It is. I just don't do their upgrade, it costs money anyhow. Works great. I have had it for 2 years....


----------



## neni (Dec 24, 2012)

Argo said:


> It is. I just don't do their upgrade, it costs money anyhow. Works great. I have had it for 2 years....


Cool. Gonna get that old fix installed version. Initial single 70$ is fine for me. The monthly 29$ for the new cloud version is ripp off for someone who does 1 vid a year


----------



## Psi-Man (Aug 31, 2009)

The other thing to consider is buying an older version of some of the more popular editing programs that will run on your laptop. I ended up getting an older version of Corel Studio Pro on Ebay for $20 to run on my XP laptop. It's easy to edit clips and does far more than I will ever need.


----------



## david_z (Dec 14, 2009)

A lot of people use Adobe, and the license is reasonably inexpensive for the software alone. 

I have been using the free version of Lightworks. There's a pretty steep learning curve and the free version will only render to 720p, you can purchase an inexpensive license on a monthly basis for like $25 (if you only produce 1 video per year, that's how I would do it: use the free version, then pay the one-month license and do your edit in full 1080p).

I am pretty happy with it so far, I am not a professional (or even an enthusiast) video editor (I think those people might get the most out of an app like Lightworks), I just wanted something "more" than Windows MovieMaker.
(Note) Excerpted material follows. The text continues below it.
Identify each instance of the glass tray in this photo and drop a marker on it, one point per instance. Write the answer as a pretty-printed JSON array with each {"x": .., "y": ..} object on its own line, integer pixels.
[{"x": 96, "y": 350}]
I might get around to trying Adobe eventually, but since I do so little with it, it seems like a lot of hassle to try and re-learn a new application just to make a few crummy edits a few times per year.

I've also used Corel Visual Studio Pro in the past. It's pretty basic, but better than Movie Maker.


----------



## neni (Dec 24, 2012)

Didn't want to buy a discontinued SW (Adobe) where one lacks support n patches... 

Got a test version an bought the full version of Magix Video Deluxe 2015. Wow! What a difference to MM! K, get to work, urgh... and start all over again. But with this kind of tool, it's fun and no longer frustrating :jumping1:


----------